Sure, if we start talking about battery, that would have a lot of things
we need to consider not only from zram-direct but also other indirect-stuffs
caused caused by memory pressure and workload patterns. That's not what we
can control and would consume much more battery. I understand your concern
but also think sysfs per-konb can solve the issue since workload is too
dynamic even in the same swap file/fs, too. I'd like to try finding a
sweet spot in general. If it's too hard to have, then, we need to introduce
the knob with reasonable guideline how we could find it.

Let me try to see the data under Android workload how much just increase
the ZS_MAX_PAGES_PER_ZSPAGE blindly will change the data.
  
Sergey Senozhatsky Nov. 16, 2022, 12:52 a.m. UTC | #10
On (22/11/15 15:23), Minchan Kim wrote:
> Sure, if we start talking about battery, that would have a lot of things
> we need to consider not only from zram-direct but also other indirect-stuffs
> caused caused by memory pressure and workload patterns. That's not what we
> can control and would consume much more battery. I understand your concern
> but also think sysfs per-konb can solve the issue since workload is too
> dynamic even in the same swap file/fs, too. I'd like to try finding a
> sweet spot in general. If it's too hard to have, then, we need to introduce
> the knob with reasonable guideline how we could find it.
> 
> Let me try to see the data under Android workload how much just increase
> the ZS_MAX_PAGES_PER_ZSPAGE blindly will change the data.

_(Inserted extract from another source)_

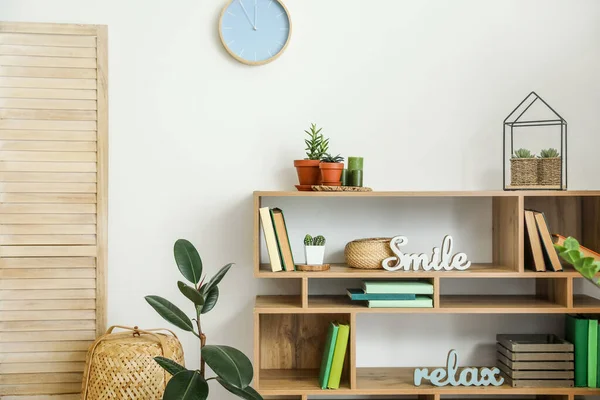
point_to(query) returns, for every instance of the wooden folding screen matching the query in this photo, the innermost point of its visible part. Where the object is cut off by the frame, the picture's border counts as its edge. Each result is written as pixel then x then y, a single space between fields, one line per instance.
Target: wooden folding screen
pixel 53 205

I don't want to push for sysfs knob.

What I like about sysfs knob vs KConfig is that sysfs is opt-in. We can
ask folks to try things out, people will know what to look at and they
will keep an eye on metrics, then they come back to us. So we can sit
down, look at the numbers and draw some conclusions. KConfig is not
opt-in. It'll happen for everyone, as a policy, transparently and then
we rely on
a) people tracking metrics that they were not asked to track
b) people noticing changes (positive or negative) in metrics that they
   don't keep an eye on
c) people figuring out that change in metrics is related to zsmalloc
   Kconfig (and that's a very non-obvious conclusion)
d) people reaching out to us

That's way too much to rely on. Chances are we will never hear back.

I understand that you don't like sysfs, and it's not the best thing
probably, but KConfig is not better. I like the opt-in nature of
sysfs - if you change it then you know what you are doing.